Immigrant Entrepreneurs

There is growing number of Immigrant Entrepreneurs starting up successful businesses. Much of the great success has to do with strong motivation and drive to succeed at any cost, especially when many consider there humble origins of where they came from. Forbs and Psychology today have published such as the one below on why do foreigners make better entrepreneurs.

Forbes Magazine recently reported that first-generation American migrants were starting businesses at over twice the rate of natives. In addition, first-generation migrants create start-ups at twice the rate of second-generation migrants. There is a lot of data on this phenomenon. And the pattern is the same for many Western countries. But what is the explanation?

Migrants have ‘get-up-and-go’ flair. Whether they are more likely to be in that surprisingly small number of the ultra-successful or not is unclear. But you only have to look at various Rich Lists to see by name or photograph that all sorts of minorities seem to be over-represented.

This comes from a recent Harvard Business Review blog by a colleague: Half of the world’s skilled migrants go to America and in the past 20 years created 25% of all American venture-backed companies. There are around 500 start-ups with French founders just in the San Francisco Bay Area of California. There are over 50,000 Germans in Silicon Valley, where salaries for software engineers are much higher than in Europe.

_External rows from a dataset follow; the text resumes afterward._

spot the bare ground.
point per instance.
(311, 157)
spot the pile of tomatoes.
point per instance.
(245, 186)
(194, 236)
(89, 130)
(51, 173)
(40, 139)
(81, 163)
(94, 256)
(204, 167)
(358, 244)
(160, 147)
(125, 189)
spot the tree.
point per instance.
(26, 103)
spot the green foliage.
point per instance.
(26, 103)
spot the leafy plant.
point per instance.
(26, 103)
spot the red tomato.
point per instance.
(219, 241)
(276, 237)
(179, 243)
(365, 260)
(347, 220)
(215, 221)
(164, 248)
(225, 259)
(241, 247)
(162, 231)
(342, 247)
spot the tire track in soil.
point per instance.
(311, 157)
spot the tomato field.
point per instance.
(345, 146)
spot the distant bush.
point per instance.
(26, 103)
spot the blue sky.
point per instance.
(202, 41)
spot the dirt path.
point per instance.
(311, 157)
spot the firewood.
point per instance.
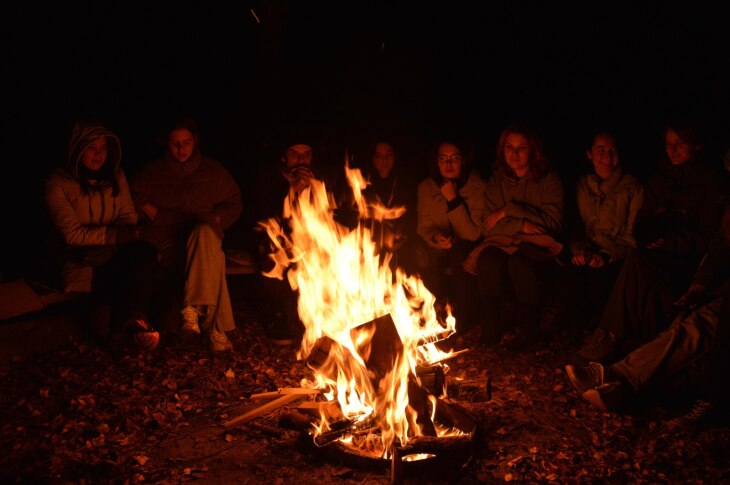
(328, 409)
(282, 391)
(263, 409)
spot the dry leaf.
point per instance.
(141, 459)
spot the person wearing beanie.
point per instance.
(186, 201)
(450, 209)
(90, 205)
(279, 186)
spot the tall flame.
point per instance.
(344, 283)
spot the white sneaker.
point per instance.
(219, 341)
(190, 321)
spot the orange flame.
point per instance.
(342, 284)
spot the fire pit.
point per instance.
(383, 380)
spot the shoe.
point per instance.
(598, 347)
(701, 412)
(585, 377)
(190, 321)
(607, 397)
(278, 330)
(144, 336)
(521, 338)
(219, 341)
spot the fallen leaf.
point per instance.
(141, 459)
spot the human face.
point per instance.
(450, 161)
(383, 159)
(94, 155)
(181, 144)
(678, 150)
(298, 155)
(517, 153)
(604, 155)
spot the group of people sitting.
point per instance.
(158, 237)
(638, 266)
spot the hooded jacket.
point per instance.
(463, 221)
(195, 191)
(608, 210)
(83, 216)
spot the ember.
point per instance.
(386, 374)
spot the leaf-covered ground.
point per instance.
(81, 415)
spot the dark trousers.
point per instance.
(123, 286)
(442, 272)
(504, 277)
(583, 292)
(642, 300)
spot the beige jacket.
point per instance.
(464, 222)
(608, 210)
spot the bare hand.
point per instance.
(581, 258)
(299, 177)
(495, 217)
(529, 227)
(150, 210)
(448, 189)
(691, 295)
(442, 241)
(657, 244)
(596, 261)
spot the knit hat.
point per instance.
(84, 133)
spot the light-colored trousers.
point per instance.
(205, 279)
(687, 340)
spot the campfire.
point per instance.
(370, 334)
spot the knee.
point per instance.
(204, 233)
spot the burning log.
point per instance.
(433, 378)
(283, 400)
(343, 428)
(283, 391)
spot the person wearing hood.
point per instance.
(389, 188)
(524, 217)
(608, 200)
(90, 206)
(449, 212)
(186, 201)
(280, 183)
(683, 205)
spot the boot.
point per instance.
(100, 322)
(491, 322)
(527, 328)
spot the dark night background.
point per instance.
(348, 68)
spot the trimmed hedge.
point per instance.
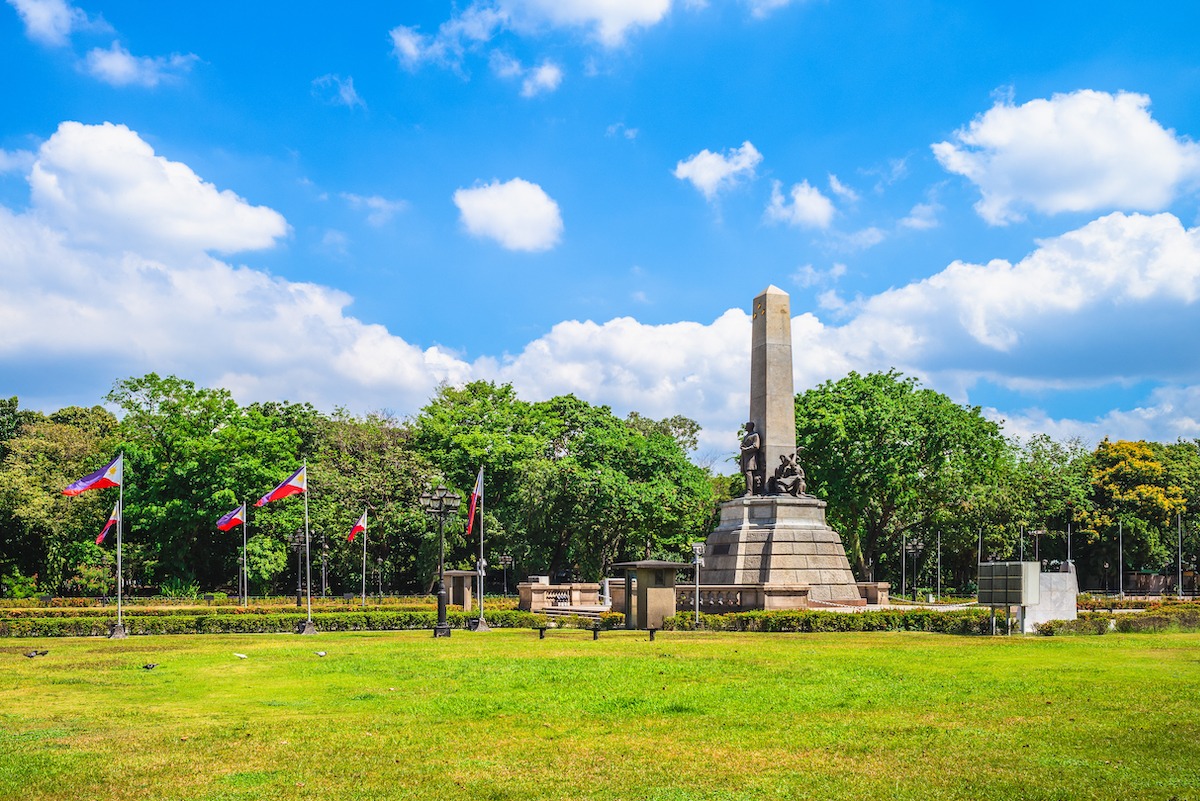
(959, 621)
(256, 624)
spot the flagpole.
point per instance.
(119, 630)
(483, 624)
(307, 559)
(245, 565)
(364, 558)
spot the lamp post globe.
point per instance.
(441, 504)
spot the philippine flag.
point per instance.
(112, 521)
(477, 495)
(233, 518)
(298, 482)
(361, 525)
(107, 476)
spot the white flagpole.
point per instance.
(245, 565)
(307, 560)
(483, 624)
(120, 524)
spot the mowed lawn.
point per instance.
(503, 715)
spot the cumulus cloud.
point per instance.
(808, 206)
(762, 8)
(1081, 151)
(52, 22)
(1085, 308)
(712, 173)
(543, 78)
(337, 91)
(607, 20)
(102, 184)
(16, 161)
(516, 214)
(534, 80)
(922, 216)
(119, 67)
(379, 210)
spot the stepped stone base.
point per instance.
(779, 540)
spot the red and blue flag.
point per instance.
(107, 476)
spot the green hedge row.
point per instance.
(959, 621)
(257, 624)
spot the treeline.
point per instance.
(904, 464)
(569, 488)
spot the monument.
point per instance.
(773, 547)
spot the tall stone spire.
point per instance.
(772, 390)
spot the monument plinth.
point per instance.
(775, 535)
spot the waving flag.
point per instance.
(233, 518)
(477, 495)
(298, 482)
(361, 525)
(112, 521)
(107, 476)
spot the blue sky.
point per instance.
(349, 205)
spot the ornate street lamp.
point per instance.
(441, 503)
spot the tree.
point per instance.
(41, 531)
(192, 453)
(1131, 489)
(897, 461)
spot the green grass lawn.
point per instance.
(503, 715)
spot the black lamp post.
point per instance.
(441, 503)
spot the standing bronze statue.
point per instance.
(751, 445)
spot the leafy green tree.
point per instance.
(192, 453)
(369, 463)
(897, 461)
(1131, 488)
(43, 533)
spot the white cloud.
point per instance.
(809, 208)
(762, 8)
(119, 67)
(102, 184)
(622, 130)
(379, 210)
(1083, 309)
(516, 214)
(808, 276)
(337, 91)
(1083, 151)
(841, 190)
(712, 173)
(51, 22)
(607, 20)
(534, 80)
(16, 161)
(923, 216)
(544, 78)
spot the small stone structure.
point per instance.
(655, 591)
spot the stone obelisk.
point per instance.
(773, 549)
(772, 389)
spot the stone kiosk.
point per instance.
(773, 548)
(655, 591)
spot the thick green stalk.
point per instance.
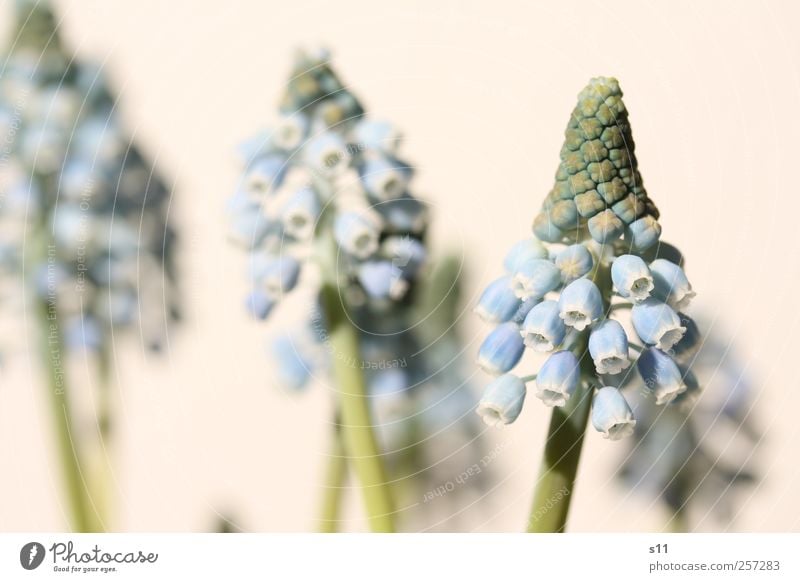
(357, 431)
(101, 484)
(335, 476)
(555, 485)
(52, 350)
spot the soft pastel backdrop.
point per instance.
(482, 91)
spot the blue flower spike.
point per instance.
(575, 261)
(608, 346)
(611, 414)
(522, 253)
(498, 303)
(657, 324)
(580, 304)
(590, 277)
(543, 329)
(558, 378)
(671, 284)
(502, 400)
(357, 234)
(632, 279)
(501, 350)
(661, 375)
(535, 279)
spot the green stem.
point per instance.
(101, 484)
(68, 452)
(555, 486)
(335, 475)
(357, 431)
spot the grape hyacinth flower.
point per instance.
(325, 202)
(90, 216)
(595, 256)
(697, 455)
(611, 414)
(502, 400)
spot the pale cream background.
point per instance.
(483, 91)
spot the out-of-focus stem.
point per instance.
(357, 431)
(335, 476)
(66, 440)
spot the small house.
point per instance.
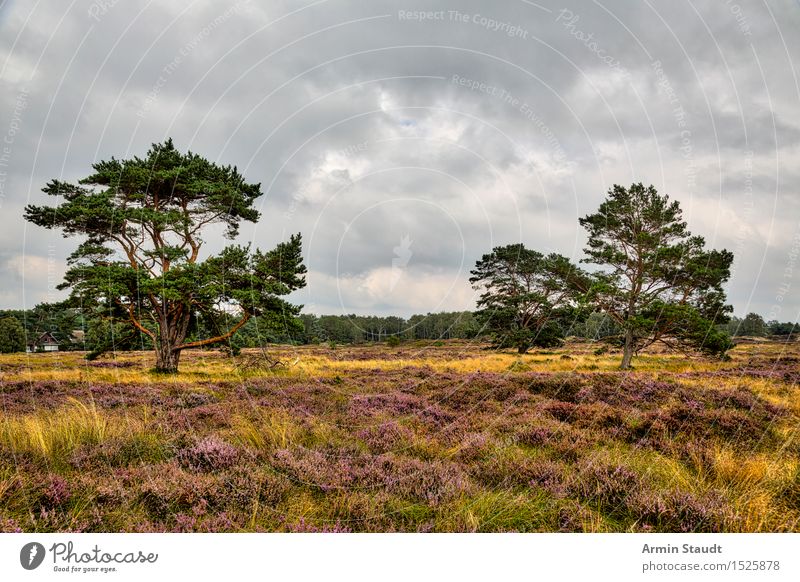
(45, 342)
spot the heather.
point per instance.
(418, 437)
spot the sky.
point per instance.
(406, 139)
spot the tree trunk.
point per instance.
(627, 350)
(167, 359)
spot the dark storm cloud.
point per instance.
(404, 147)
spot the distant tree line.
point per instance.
(97, 335)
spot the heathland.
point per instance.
(443, 436)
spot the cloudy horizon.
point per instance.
(406, 139)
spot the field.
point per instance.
(421, 437)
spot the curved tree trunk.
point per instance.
(167, 358)
(627, 350)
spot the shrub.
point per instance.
(209, 454)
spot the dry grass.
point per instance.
(448, 437)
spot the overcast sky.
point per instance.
(405, 145)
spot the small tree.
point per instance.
(661, 285)
(143, 221)
(528, 299)
(12, 336)
(752, 325)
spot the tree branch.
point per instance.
(217, 339)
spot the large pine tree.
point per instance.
(142, 221)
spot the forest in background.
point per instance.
(17, 327)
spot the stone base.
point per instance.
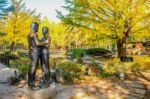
(46, 93)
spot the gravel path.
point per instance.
(89, 89)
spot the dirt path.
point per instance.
(87, 89)
(7, 91)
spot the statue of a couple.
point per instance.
(38, 52)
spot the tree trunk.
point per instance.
(121, 48)
(12, 46)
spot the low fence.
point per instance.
(4, 61)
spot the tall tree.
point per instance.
(4, 7)
(18, 22)
(113, 19)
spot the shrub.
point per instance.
(92, 51)
(71, 71)
(77, 53)
(10, 55)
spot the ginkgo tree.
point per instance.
(18, 22)
(113, 19)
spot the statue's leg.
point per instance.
(45, 67)
(33, 67)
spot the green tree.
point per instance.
(113, 19)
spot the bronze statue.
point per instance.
(45, 58)
(34, 53)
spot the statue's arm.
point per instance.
(37, 41)
(29, 46)
(49, 41)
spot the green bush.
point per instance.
(77, 53)
(92, 51)
(21, 64)
(71, 71)
(10, 55)
(22, 54)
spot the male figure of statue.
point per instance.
(45, 58)
(34, 53)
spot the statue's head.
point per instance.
(34, 26)
(45, 30)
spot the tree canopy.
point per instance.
(113, 19)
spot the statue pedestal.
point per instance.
(46, 93)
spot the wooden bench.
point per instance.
(4, 61)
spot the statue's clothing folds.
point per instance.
(34, 60)
(44, 58)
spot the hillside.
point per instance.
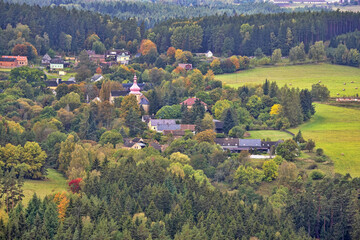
(301, 76)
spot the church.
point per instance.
(134, 90)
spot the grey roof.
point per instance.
(157, 122)
(250, 143)
(144, 101)
(162, 127)
(118, 93)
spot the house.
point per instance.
(120, 56)
(209, 54)
(134, 90)
(136, 143)
(238, 145)
(156, 146)
(46, 60)
(96, 78)
(219, 126)
(8, 62)
(21, 60)
(56, 63)
(191, 101)
(186, 66)
(154, 123)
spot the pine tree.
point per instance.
(229, 121)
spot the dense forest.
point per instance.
(224, 35)
(174, 187)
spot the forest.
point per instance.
(171, 187)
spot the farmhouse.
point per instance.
(238, 145)
(191, 101)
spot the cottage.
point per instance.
(154, 123)
(21, 60)
(46, 60)
(191, 101)
(186, 66)
(56, 64)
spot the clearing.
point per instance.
(54, 182)
(337, 131)
(302, 76)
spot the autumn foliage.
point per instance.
(146, 46)
(75, 185)
(62, 203)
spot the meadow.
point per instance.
(53, 183)
(337, 131)
(301, 76)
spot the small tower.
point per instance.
(135, 89)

It seems that when we look at business start-ups, particularly those that succeed, immigrants are unusually over-represented among the entrepreneurial and innovative. Some countries are so concerned about this that they offer “start-up visas” or “short-circuited passports” to those likely to bring prosperity, not only to themselves, but also to their family, community and adopted country. They are the ideal type of migrants: net ‘givers’.

That is why talent scouts go to top schools, universities and business schools in Asia to encourage the best students to come to their country. In this world, being less erudite and linguistically skilled does not matter.

These entrepreneurial immigrants are often most commonly found in the technology and engineering sector. Note maths, not languages: boy’s stuff. Here you only need raw fluid intelligence, not book learning. It is the inventive urge that often results from spending too much time with computers.